Who has not asked oneself this question at some point in life? And if there are answers like I am this or I am that – who is saying this? What would happen or remain if especially the last part of the sentence would drop? The scary, unknown, mysterious, wide, ungraspable: I am.
As a person, I’m an intuitive, high sensitive, empath and clairsentient as well as an award winning academic, curator and writer. I’ve worked over a decade in the high end international art world, followed by ten years of stepping out of all the framework to dedicate my life fully to an inward journey to explore the great mystics of life.
Today I can say – and this is not a knowledge that comes from books or any rational understanding but rather from experience and that’s only ever what I can sincerely refer to: I’m all of this and, at the same time, infinite, void, silence, nothing.
In the canon and in the eyes of our social conditioned idea of success – which is defined as some kind of a linear ascent – pretty much a failure, one could argue. The truth, however, is, that we are all multidimensional beings that have been squeezed and squeeze ourselves in boxes in order to follow conventional standards.

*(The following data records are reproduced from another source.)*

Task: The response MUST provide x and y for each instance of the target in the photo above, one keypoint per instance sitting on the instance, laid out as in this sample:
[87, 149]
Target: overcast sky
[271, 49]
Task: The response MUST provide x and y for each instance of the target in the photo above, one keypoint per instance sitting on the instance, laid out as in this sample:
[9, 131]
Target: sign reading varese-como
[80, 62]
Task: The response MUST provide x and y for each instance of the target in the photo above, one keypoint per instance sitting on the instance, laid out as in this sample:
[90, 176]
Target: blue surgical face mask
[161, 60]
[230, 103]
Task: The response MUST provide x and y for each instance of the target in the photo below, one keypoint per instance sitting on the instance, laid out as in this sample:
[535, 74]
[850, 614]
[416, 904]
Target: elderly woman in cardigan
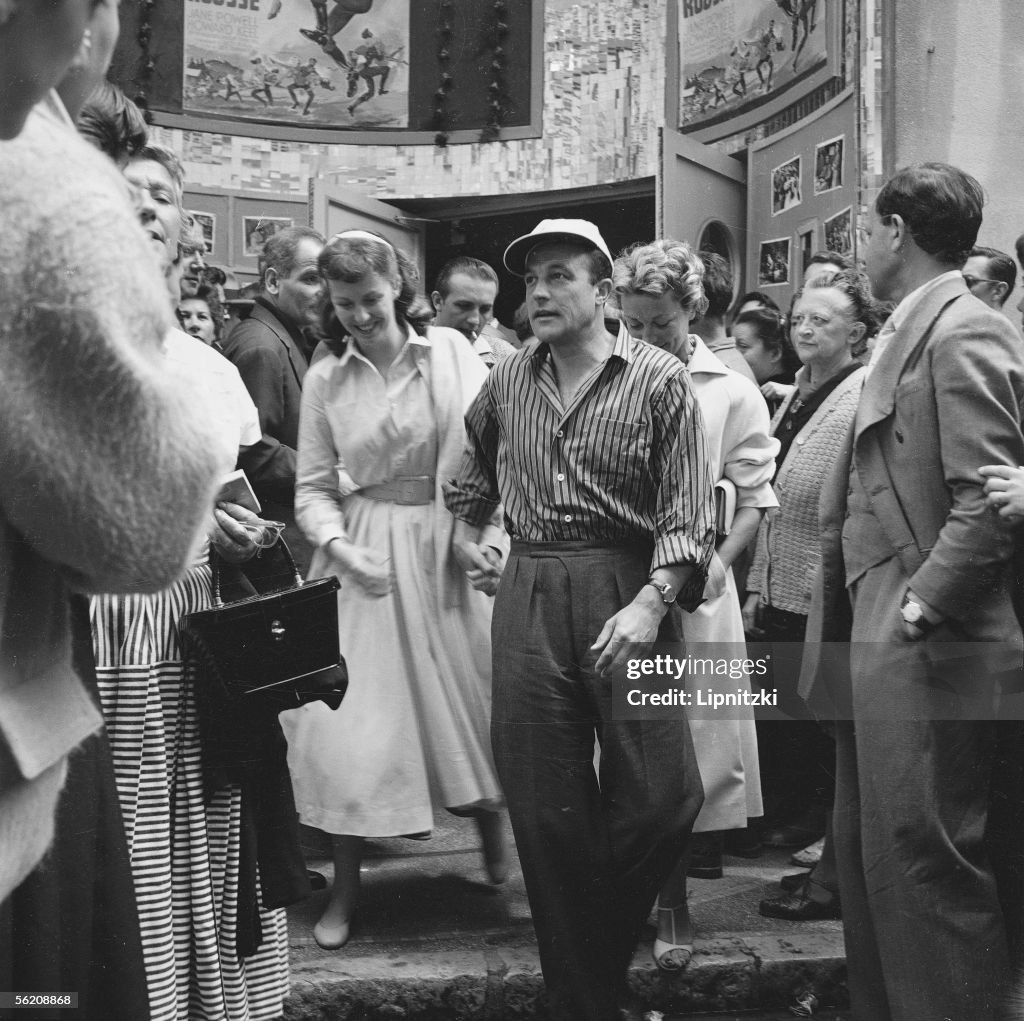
[833, 316]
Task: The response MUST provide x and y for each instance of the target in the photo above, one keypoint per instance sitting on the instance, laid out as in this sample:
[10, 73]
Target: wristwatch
[667, 591]
[913, 614]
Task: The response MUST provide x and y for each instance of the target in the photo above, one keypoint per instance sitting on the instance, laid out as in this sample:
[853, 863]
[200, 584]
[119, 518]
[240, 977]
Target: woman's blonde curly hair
[662, 266]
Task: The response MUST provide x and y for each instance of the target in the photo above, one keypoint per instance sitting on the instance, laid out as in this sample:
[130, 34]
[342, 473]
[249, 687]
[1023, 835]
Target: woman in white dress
[381, 429]
[658, 292]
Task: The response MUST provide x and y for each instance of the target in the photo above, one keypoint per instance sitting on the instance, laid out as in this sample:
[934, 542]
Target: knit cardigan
[788, 550]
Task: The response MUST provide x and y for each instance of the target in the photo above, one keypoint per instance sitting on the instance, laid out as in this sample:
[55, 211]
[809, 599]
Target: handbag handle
[215, 559]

When I look at my own life, the people who have inspired me most and enriched my life beyond imagination are the ones who have not taken the well-trodden paths in life even though it meant many times a more bumpier road. They are the ones who have followed their hearts and inner voice even though it meant to be vulnerable. And they are the ones who have, as well, always been drawn to an aesthetics and beauty that reveals the subtle, yet all pervading, undeniable presence of something greater.
For a long time, it seemed to be the story of my life to be split in between the worlds and to feel, wherever I go, that I need to hide a part of me. For the spiritual people, I was a “too” scientific and for the scientist and distinguished art people, I was “too” esoteric, whatever that may be.
And truly because of this, and to break through this separation of our categorized thinking mind, I have decided to bring all “what I am” and have to offer together.
Yes, it makes me vulnerable because I show myself naked, whole, in fact. But I also came to the understanding that it’s exactly this vulnerability that is our most accurate measurement of boldness.
I hope you enjoy exploring while travelling through these pages and I encourage you to only take what resonates to find your own truth and wisdom.